The drama started with a wide-spread social media post that said the Industrial and Commercial Bank of China (ICBC) has been asking bond managers to sell off Wanda bonds to avoid risks. 
Wanda then pointed to the message as “rumor” and said the company was operating normally, so did Fosun. Meanwhile, ICBC said it was not "dumping" bonds issued by companies whose loans it was assessing. 
An anonymous post only became nerve-wrecking when China's banking regulator was indeed fueling scrutiny over the country’s biggest overseas acquirers.
The China Banking Regulatory Commission in mid-June asked some commercial banks to review and report their overseas loans made to Dalian Wanda Group, Anbang Insurance Group, HNA Group, Fosun International and Zhejiang Luosen, the owner of Italian soccer team AC Milan, said a report by Caixin on Thursday.

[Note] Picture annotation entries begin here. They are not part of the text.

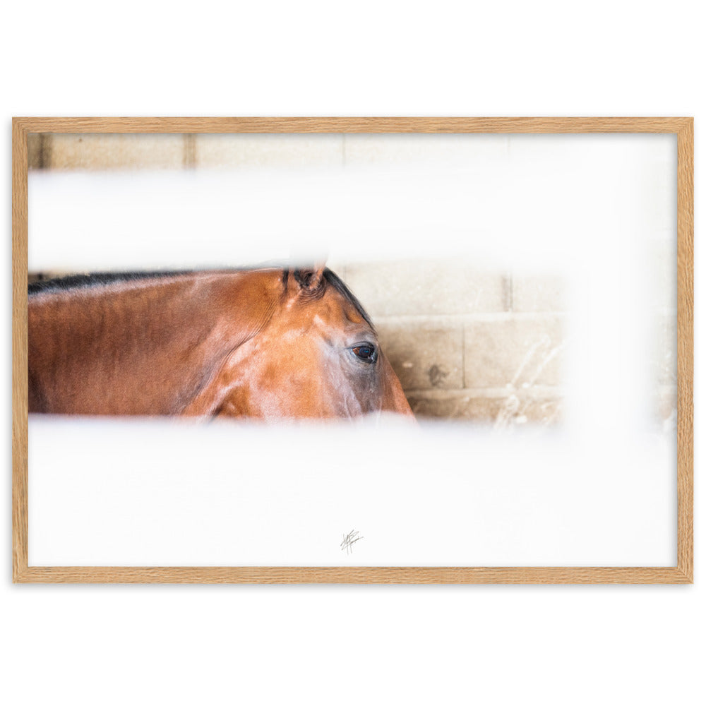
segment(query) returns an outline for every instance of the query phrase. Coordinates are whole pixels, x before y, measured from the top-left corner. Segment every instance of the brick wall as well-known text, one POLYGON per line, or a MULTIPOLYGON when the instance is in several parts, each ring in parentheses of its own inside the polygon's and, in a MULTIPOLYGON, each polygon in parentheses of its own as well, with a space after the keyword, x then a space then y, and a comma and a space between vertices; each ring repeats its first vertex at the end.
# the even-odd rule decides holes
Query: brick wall
MULTIPOLYGON (((509 136, 32 135, 30 169, 180 169, 505 159, 509 136)), ((420 417, 495 427, 561 421, 566 282, 458 261, 331 263, 371 315, 420 417)), ((35 273, 41 276, 41 273, 35 273)), ((661 286, 668 291, 674 283, 661 286)), ((655 407, 676 407, 675 311, 662 312, 655 407)))

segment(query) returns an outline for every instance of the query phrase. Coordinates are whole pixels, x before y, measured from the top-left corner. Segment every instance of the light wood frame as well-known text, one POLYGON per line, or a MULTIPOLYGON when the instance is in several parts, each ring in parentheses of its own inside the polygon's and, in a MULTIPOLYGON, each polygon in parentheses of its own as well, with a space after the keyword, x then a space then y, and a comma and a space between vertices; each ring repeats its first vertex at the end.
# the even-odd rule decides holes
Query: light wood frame
POLYGON ((13 580, 38 583, 692 583, 693 119, 690 117, 13 119, 13 580), (670 133, 677 136, 677 564, 664 567, 29 566, 28 135, 30 133, 670 133))

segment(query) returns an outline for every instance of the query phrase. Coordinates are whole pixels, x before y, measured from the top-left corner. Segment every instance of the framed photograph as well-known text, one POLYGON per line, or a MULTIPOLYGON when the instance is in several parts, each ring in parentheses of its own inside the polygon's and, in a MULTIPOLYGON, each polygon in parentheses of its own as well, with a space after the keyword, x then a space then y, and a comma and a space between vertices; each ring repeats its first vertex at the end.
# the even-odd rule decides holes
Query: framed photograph
POLYGON ((690 583, 693 121, 16 118, 20 582, 690 583))

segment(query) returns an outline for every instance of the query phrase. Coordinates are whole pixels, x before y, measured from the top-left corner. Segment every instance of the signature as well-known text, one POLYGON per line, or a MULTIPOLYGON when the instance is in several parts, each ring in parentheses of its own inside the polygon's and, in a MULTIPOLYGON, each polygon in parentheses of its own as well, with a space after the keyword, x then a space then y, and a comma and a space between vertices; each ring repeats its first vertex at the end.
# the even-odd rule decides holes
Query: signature
POLYGON ((363 539, 359 534, 360 532, 356 530, 352 530, 347 534, 344 534, 343 541, 341 542, 341 551, 345 551, 347 554, 352 554, 353 545, 363 539))

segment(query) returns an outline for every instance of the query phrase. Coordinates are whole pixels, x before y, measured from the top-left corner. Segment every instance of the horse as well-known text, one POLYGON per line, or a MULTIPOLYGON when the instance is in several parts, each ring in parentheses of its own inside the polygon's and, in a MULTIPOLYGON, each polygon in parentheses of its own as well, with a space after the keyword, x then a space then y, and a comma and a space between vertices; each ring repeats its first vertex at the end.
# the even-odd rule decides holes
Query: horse
POLYGON ((323 265, 39 281, 28 324, 30 412, 412 416, 370 317, 323 265))

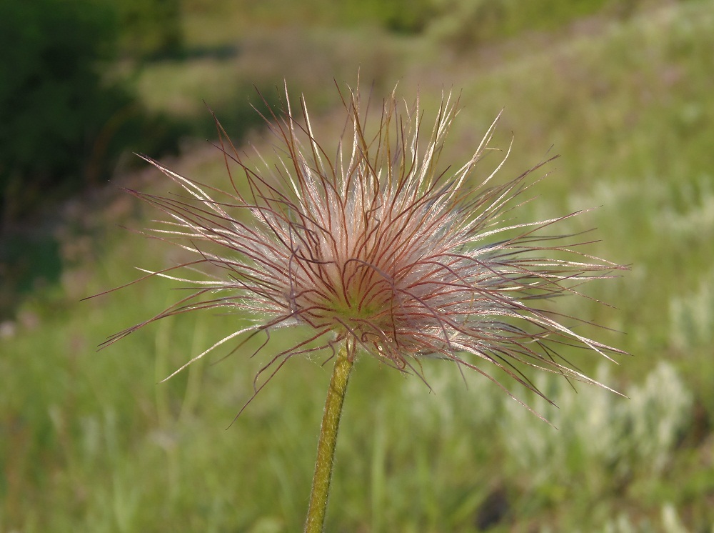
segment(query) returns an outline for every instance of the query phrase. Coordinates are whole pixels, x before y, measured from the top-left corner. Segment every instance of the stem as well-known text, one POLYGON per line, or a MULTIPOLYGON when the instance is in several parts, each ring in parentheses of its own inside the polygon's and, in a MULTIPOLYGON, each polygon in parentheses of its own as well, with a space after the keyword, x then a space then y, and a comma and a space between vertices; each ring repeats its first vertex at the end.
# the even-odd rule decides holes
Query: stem
POLYGON ((327 391, 327 399, 325 400, 325 414, 322 417, 320 440, 317 444, 315 475, 313 477, 307 521, 305 522, 305 533, 322 533, 325 524, 327 498, 330 494, 330 479, 335 462, 337 430, 340 426, 342 404, 345 401, 345 393, 353 364, 353 362, 348 357, 347 346, 343 346, 337 354, 330 388, 327 391))

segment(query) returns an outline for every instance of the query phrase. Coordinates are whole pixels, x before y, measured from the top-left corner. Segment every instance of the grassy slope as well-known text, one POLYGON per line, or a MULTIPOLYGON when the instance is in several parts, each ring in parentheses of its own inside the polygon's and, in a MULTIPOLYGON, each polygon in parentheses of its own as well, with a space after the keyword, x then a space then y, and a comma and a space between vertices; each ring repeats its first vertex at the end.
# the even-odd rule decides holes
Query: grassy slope
MULTIPOLYGON (((358 30, 339 38, 281 31, 275 39, 245 37, 240 44, 250 53, 190 66, 218 99, 228 101, 255 71, 251 82, 284 75, 322 109, 336 100, 331 77, 353 79, 358 64, 363 79, 377 79, 378 91, 401 78, 405 95, 418 84, 427 104, 442 86, 463 88, 455 156, 505 106, 497 144, 507 146, 511 131, 515 143, 504 176, 537 162, 551 144, 563 154, 538 186, 533 216, 602 205, 578 224, 598 226, 603 242, 595 253, 633 265, 594 294, 618 310, 577 310, 627 332, 600 337, 633 357, 598 372, 608 372, 608 382, 631 400, 586 387, 574 394, 542 379, 561 406, 548 414, 559 432, 483 379, 469 378, 466 389, 443 364, 426 369, 433 395, 417 379, 361 362, 346 406, 329 530, 473 531, 489 494, 508 508, 493 531, 673 532, 677 521, 708 530, 713 12, 711 2, 684 3, 457 59, 418 39, 377 34, 370 44, 358 30), (282 59, 266 68, 273 56, 282 59)), ((172 99, 169 89, 185 68, 147 71, 140 86, 147 98, 166 94, 156 106, 190 107, 190 97, 188 104, 172 99)), ((200 101, 208 89, 192 90, 200 101)), ((201 149, 176 165, 220 176, 220 161, 209 156, 201 149)), ((144 180, 162 190, 156 181, 144 180)), ((153 282, 76 303, 131 279, 133 265, 156 266, 175 253, 163 255, 113 226, 141 227, 147 215, 131 201, 107 205, 77 218, 84 229, 64 230, 61 285, 26 303, 18 334, 1 340, 0 530, 299 529, 327 370, 319 359, 292 362, 223 431, 261 361, 236 354, 156 384, 237 327, 233 319, 182 317, 95 353, 105 335, 175 297, 169 284, 153 282), (82 236, 87 227, 94 240, 82 236)))

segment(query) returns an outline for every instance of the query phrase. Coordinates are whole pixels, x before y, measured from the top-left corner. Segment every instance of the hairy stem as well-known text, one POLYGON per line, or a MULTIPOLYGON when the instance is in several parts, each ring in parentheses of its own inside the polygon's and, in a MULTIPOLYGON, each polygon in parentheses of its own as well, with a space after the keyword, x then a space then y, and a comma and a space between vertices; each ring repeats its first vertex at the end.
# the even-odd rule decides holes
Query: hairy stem
POLYGON ((320 440, 317 445, 315 475, 313 477, 308 517, 305 522, 305 533, 321 533, 325 524, 327 499, 330 494, 330 479, 335 462, 337 431, 340 426, 342 404, 345 400, 353 363, 348 357, 347 347, 343 346, 337 355, 330 388, 327 391, 327 399, 325 400, 325 414, 322 417, 320 440))

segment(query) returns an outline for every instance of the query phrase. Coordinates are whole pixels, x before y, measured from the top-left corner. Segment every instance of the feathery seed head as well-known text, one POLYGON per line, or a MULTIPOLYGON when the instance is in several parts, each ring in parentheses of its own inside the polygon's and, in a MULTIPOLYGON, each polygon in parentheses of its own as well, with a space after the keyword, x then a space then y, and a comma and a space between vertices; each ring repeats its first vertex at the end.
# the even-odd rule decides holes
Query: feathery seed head
MULTIPOLYGON (((259 332, 269 339, 274 329, 300 324, 311 332, 308 340, 275 355, 261 372, 275 365, 272 377, 293 355, 333 353, 342 343, 351 358, 368 353, 419 375, 413 362, 436 357, 496 381, 474 364, 480 358, 530 389, 523 365, 595 382, 559 358, 557 349, 575 345, 605 357, 620 351, 579 335, 563 323, 577 319, 538 302, 578 294, 578 284, 623 267, 558 244, 570 236, 543 233, 576 213, 504 220, 524 203, 517 197, 528 186, 525 179, 540 164, 494 185, 501 162, 474 186, 470 176, 496 122, 468 161, 444 171, 439 156, 458 105, 451 94, 426 141, 418 99, 402 111, 393 93, 373 131, 358 90, 340 95, 347 120, 331 146, 315 138, 303 99, 302 118, 293 114, 286 90, 283 113, 266 117, 279 139, 272 168, 264 161, 262 170, 251 166, 219 126, 228 190, 145 158, 184 191, 171 197, 131 191, 170 217, 150 231, 196 254, 193 261, 149 276, 188 282, 196 291, 107 343, 178 312, 224 308, 241 312, 252 325, 186 364, 230 339, 259 332), (231 161, 241 176, 231 174, 231 161), (174 275, 177 269, 208 277, 188 280, 174 275)), ((256 382, 256 392, 269 379, 256 382)))

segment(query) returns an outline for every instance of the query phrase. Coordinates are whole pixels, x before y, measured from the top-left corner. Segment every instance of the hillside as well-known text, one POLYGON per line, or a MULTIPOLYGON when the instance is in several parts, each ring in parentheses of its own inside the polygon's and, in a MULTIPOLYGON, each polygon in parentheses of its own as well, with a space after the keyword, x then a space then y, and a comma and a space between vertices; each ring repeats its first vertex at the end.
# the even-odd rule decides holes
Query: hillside
MULTIPOLYGON (((283 79, 293 97, 304 93, 321 139, 341 132, 336 83, 356 84, 358 71, 376 102, 398 84, 407 101, 418 93, 425 124, 453 90, 462 109, 443 161, 460 166, 503 109, 492 144, 513 148, 499 179, 560 156, 533 176, 548 174, 519 216, 594 208, 562 229, 595 228, 588 252, 631 266, 588 289, 612 307, 565 298, 561 308, 604 326, 598 340, 631 354, 619 364, 578 360, 629 399, 534 377, 556 409, 514 388, 557 430, 443 362, 423 364, 430 394, 418 378, 361 359, 328 531, 714 531, 714 2, 605 6, 533 29, 513 22, 483 42, 456 39, 446 19, 396 33, 369 20, 340 26, 326 14, 310 25, 289 11, 241 19, 238 8, 188 5, 187 41, 202 51, 134 73, 149 108, 210 126, 205 100, 246 151, 270 161, 274 139, 254 119, 251 104, 263 108, 253 86, 273 104, 283 79)), ((187 139, 165 162, 230 186, 210 142, 187 139)), ((46 224, 61 268, 29 287, 0 326, 1 531, 301 527, 329 379, 323 358, 291 360, 231 424, 270 357, 248 357, 262 341, 157 383, 240 318, 182 314, 96 351, 177 299, 176 284, 155 279, 79 302, 135 279, 135 267, 180 259, 136 234, 158 214, 118 190, 166 195, 167 181, 120 165, 111 184, 46 224)))

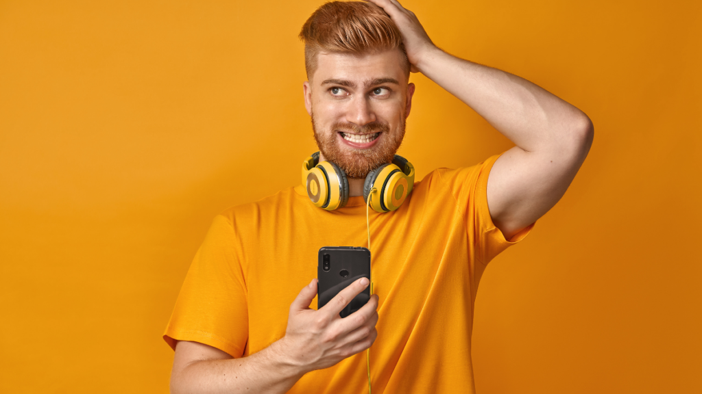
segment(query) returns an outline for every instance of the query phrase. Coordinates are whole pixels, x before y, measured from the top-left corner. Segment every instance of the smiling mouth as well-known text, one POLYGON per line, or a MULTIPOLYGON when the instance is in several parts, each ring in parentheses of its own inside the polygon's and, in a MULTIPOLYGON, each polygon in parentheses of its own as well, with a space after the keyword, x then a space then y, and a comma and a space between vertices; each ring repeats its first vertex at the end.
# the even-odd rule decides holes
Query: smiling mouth
POLYGON ((380 135, 380 133, 373 133, 371 134, 351 134, 350 133, 343 133, 339 132, 341 135, 342 138, 347 141, 350 141, 351 142, 357 142, 359 144, 366 144, 375 140, 378 138, 378 136, 380 135))

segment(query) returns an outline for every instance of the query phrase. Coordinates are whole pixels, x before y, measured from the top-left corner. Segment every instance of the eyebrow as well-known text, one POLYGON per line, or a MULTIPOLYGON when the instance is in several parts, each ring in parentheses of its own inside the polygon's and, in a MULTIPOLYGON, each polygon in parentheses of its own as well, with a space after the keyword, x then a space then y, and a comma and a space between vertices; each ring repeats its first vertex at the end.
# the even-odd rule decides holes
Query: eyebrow
MULTIPOLYGON (((380 85, 382 83, 395 83, 395 85, 399 85, 397 80, 394 78, 376 78, 368 82, 366 82, 366 87, 373 86, 375 85, 380 85)), ((346 86, 347 88, 354 88, 356 87, 356 83, 351 81, 347 81, 345 79, 325 79, 322 83, 322 86, 324 85, 341 85, 342 86, 346 86)))

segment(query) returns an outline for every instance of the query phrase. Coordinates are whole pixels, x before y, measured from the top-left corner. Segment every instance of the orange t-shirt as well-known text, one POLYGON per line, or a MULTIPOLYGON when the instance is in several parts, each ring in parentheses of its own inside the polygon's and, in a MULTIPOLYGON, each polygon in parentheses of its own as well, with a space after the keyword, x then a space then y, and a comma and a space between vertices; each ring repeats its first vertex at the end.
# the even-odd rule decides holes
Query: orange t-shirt
MULTIPOLYGON (((397 210, 371 210, 371 278, 380 298, 373 393, 475 392, 478 281, 485 265, 533 226, 510 242, 493 224, 486 189, 497 158, 435 170, 397 210)), ((227 210, 195 256, 164 339, 171 347, 194 341, 234 358, 265 348, 285 334, 290 304, 317 276, 323 246, 367 246, 363 197, 326 211, 300 185, 227 210)), ((306 374, 289 393, 365 393, 366 368, 362 352, 306 374)))

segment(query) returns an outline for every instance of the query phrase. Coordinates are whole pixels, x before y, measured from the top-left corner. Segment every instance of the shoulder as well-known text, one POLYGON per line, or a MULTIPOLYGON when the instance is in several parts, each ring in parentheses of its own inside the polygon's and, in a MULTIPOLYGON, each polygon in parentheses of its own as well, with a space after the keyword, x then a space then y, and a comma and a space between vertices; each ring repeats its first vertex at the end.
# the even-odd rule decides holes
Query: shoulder
POLYGON ((470 167, 437 168, 427 174, 421 181, 415 182, 415 188, 427 193, 450 191, 457 196, 467 189, 474 189, 482 184, 486 184, 490 170, 498 157, 499 155, 491 156, 470 167))
POLYGON ((304 202, 295 188, 288 187, 275 194, 264 197, 256 201, 234 205, 220 212, 216 221, 225 220, 234 227, 237 224, 260 224, 262 220, 279 216, 282 212, 290 212, 296 205, 304 202))

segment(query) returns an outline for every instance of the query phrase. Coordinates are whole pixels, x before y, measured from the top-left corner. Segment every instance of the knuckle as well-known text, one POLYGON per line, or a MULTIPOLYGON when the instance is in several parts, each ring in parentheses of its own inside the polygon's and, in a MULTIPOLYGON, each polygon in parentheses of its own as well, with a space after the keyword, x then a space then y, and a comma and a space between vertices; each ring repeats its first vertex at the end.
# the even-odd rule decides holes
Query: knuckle
POLYGON ((373 331, 371 330, 371 327, 362 327, 361 328, 361 331, 360 331, 361 337, 362 338, 365 338, 365 337, 368 337, 369 335, 370 335, 371 332, 373 332, 373 331))
POLYGON ((312 326, 317 330, 322 330, 326 327, 326 319, 323 316, 319 316, 312 322, 312 326))
POLYGON ((364 315, 364 314, 362 314, 362 313, 361 313, 358 316, 356 317, 356 325, 362 325, 363 323, 366 322, 366 321, 367 320, 368 320, 368 318, 366 318, 366 315, 364 315))
POLYGON ((346 306, 348 301, 346 301, 346 297, 344 297, 344 294, 339 293, 336 294, 336 304, 338 304, 339 306, 346 306))

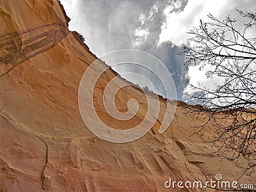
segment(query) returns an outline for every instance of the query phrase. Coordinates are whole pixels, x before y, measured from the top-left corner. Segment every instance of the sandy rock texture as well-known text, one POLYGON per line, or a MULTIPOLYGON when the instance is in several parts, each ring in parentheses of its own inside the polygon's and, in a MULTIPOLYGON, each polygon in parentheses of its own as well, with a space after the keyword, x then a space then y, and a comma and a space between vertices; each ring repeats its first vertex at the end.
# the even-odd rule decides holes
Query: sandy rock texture
MULTIPOLYGON (((0 191, 173 191, 164 188, 170 177, 194 180, 185 163, 200 177, 215 179, 221 173, 236 180, 241 168, 211 156, 211 145, 193 134, 193 126, 205 120, 187 116, 181 102, 163 134, 159 129, 167 101, 161 98, 157 121, 142 138, 114 143, 93 134, 81 117, 77 94, 84 72, 97 58, 68 31, 68 21, 56 1, 0 1, 0 191)), ((106 124, 129 129, 141 121, 143 109, 124 126, 102 104, 102 87, 116 76, 109 69, 99 79, 95 108, 106 124)), ((127 110, 130 98, 146 106, 143 97, 138 88, 124 88, 116 108, 127 110)), ((255 183, 256 175, 239 181, 255 183)))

Wanda Film ended 3.6% higher and reached to 53.80 yuan (7.87 US dollar) per share on Friday. 
Stakeholders of the film company said that it would invest one billion yuan to increase holdings of the stock, according to Zeng Maojun, president of Wanda Film. Zeng said a scrutiny by regulator was a good thing. "The resumption of our stock means our hearts are  magnanimous," he said.
Wang Jianhui, general manager of R&D Department of Capital Securities, told investors not to worry too much because those being watched were still very good big private companies, but there were some facts worth noticing.
“Private companies won’t get government support during crucial crisis, and their businesses are usually gathered in certain sectors under government control, such as properties and insurances. Also, investors should always pay close attention to the cash flow of companies, especially when they are paying so much on overseas M&A,” says Wang.
Wang also noted that efficiency of fund utilization was those private companies’ biggest problem, instead of debt. 
“Less than 30 percent of their debts will due in the next one to three years, so there is no imminent danger of their debts. At the same time, they use averagely 5.7 to 6.4 yuan to create one yuan revenue, which means they have to increase their efficiency in operation, and they have to reduce dependence on the funding capital,” says Wang.